= Peter O'Meara (rugby union) =

Peter O'Meara was the inaugural CEO of the Western Force rugby union team. He was appointed in March 2005 following the successful bid by RugbyWA for the right to host the fourth Australian franchise. O'Meara had previously been on the boards of the NSWRU and QRU and had moved to Western Australia in his capacity as an executive with the Commonwealth Bank.

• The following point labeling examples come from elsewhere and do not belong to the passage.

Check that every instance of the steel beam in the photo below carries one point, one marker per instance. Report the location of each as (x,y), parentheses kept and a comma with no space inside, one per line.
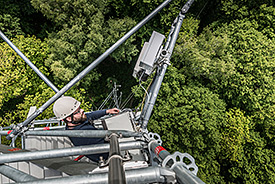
(135,176)
(55,153)
(40,74)
(21,126)
(14,174)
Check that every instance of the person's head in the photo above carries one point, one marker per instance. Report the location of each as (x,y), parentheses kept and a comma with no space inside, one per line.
(68,109)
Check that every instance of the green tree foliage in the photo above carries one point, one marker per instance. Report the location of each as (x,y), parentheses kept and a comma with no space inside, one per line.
(10,26)
(20,17)
(18,81)
(236,62)
(84,34)
(190,121)
(20,86)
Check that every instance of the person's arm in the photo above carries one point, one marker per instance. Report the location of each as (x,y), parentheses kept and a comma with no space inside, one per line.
(98,114)
(112,111)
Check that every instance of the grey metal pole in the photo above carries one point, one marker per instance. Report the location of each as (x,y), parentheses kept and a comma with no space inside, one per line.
(41,75)
(84,133)
(184,176)
(116,174)
(20,127)
(55,153)
(14,174)
(170,44)
(135,176)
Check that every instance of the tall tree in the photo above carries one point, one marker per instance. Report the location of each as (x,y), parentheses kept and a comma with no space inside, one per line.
(83,35)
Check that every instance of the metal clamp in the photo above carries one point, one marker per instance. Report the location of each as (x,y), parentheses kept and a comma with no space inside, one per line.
(180,158)
(112,157)
(156,137)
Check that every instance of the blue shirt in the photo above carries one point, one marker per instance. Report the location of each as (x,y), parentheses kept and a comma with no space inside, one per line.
(81,141)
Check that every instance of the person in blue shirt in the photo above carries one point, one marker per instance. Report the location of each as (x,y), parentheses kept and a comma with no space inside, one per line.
(68,109)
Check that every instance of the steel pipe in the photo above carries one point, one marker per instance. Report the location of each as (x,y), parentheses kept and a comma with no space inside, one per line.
(84,133)
(40,74)
(135,176)
(116,174)
(14,174)
(55,153)
(20,127)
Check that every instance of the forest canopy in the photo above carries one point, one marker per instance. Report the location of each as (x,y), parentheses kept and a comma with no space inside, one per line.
(220,83)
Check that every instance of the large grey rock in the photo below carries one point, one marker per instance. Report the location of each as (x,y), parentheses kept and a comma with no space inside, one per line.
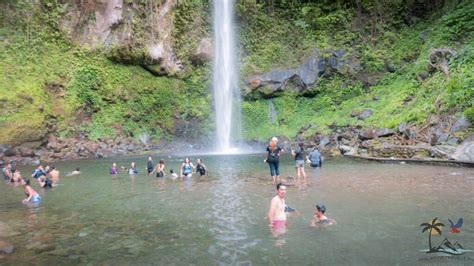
(465,151)
(347,150)
(384,132)
(6,150)
(364,114)
(302,78)
(442,151)
(462,124)
(402,127)
(367,134)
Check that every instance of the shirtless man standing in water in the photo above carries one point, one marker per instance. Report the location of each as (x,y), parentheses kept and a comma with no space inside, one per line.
(276,213)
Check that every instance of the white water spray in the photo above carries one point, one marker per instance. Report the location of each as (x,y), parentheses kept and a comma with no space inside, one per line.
(225,79)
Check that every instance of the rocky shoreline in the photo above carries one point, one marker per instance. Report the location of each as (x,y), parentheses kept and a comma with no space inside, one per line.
(442,138)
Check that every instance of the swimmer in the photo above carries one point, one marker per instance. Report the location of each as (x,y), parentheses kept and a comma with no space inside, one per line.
(186,168)
(31,194)
(75,172)
(133,169)
(160,169)
(16,177)
(149,165)
(7,172)
(114,170)
(273,159)
(45,182)
(53,175)
(173,174)
(39,171)
(276,213)
(319,219)
(201,167)
(315,159)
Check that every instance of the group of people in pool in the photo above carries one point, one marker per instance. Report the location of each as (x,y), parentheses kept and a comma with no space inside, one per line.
(274,151)
(279,210)
(186,169)
(47,177)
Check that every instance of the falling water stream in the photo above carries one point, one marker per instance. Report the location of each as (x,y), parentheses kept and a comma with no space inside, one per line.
(225,79)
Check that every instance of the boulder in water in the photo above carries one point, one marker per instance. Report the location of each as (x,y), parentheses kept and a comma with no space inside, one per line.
(6,248)
(465,151)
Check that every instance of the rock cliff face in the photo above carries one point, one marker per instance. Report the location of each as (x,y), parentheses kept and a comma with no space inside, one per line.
(130,33)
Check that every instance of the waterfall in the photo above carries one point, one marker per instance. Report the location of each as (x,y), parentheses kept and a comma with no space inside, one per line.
(225,84)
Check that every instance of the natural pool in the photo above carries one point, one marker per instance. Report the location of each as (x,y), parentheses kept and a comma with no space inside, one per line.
(97,219)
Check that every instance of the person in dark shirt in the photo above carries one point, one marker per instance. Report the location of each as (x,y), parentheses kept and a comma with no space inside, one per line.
(150,165)
(273,159)
(298,153)
(201,167)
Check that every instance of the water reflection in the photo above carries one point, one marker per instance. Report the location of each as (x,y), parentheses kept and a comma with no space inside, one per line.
(96,218)
(230,212)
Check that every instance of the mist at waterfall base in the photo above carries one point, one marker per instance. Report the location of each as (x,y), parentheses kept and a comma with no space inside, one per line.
(225,80)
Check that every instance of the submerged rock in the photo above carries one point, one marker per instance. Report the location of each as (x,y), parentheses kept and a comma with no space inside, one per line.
(6,248)
(465,151)
(7,231)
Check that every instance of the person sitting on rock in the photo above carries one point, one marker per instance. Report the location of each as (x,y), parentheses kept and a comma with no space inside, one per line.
(31,194)
(53,174)
(75,172)
(16,177)
(201,167)
(315,158)
(39,171)
(45,182)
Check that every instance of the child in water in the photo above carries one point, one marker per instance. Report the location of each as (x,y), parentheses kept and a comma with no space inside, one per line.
(114,170)
(133,169)
(319,219)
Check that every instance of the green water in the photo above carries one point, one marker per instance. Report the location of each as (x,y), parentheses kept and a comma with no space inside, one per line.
(95,218)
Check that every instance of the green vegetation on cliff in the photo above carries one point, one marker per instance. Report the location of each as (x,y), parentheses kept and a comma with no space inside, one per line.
(280,36)
(53,84)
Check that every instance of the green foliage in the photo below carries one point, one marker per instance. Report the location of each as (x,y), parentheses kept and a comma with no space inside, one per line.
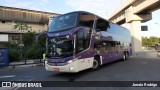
(28,39)
(10,44)
(15,54)
(150,41)
(22,26)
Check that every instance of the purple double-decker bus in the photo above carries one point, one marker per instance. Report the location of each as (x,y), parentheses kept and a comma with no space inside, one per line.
(81,40)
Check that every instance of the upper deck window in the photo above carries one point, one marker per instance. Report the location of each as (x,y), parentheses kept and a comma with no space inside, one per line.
(63,22)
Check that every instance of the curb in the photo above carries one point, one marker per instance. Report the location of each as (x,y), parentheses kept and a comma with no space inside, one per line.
(22,66)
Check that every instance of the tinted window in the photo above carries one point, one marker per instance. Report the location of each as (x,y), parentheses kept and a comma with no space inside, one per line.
(86,20)
(63,22)
(102,25)
(83,40)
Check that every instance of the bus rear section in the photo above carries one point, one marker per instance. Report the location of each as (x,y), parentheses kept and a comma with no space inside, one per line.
(80,40)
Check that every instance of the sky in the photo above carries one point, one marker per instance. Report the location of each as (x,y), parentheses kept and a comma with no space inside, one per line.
(101,8)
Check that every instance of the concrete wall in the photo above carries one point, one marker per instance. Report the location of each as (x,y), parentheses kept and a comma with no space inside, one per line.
(9,27)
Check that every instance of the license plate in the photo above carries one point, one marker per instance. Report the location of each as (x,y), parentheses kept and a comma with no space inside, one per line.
(56,69)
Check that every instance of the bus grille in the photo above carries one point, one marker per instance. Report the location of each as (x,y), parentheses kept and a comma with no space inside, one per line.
(57,64)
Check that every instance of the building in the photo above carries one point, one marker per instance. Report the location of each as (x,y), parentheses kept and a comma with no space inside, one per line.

After the launch of Western Force and two completed seasons in the Super 14 competition, O'Meara resigned as CEO in January 2008. This followed RugbyWA being fined $150,000 by the Australian Rugby Union for a breach of protocols relating to player contracts. The controversial fuel technology company Firepower Holdings, run by O'Meara's friend Tony Johnston, had provided sponsorship deals which were a major factor in luring high-profile players including Wallaby star Matt Giteau and others to play for the Western Force. Firepower's Australian operations were put into liquidation in early July 2008 in the Federal Court of Australia, leaving Giteau and a number of other sportsmen owed millions of dollars by Firepower.

He was succeeded as CEO of the Force by Greg Harris, appointed in March 2008. O'Meara was appointed as CEO of the Catholic Metropolitan Cemeteries Trust in Sydney in 2010.In 2023, O'Meara received the Papal Honour of the Knight of St Gregory the Great.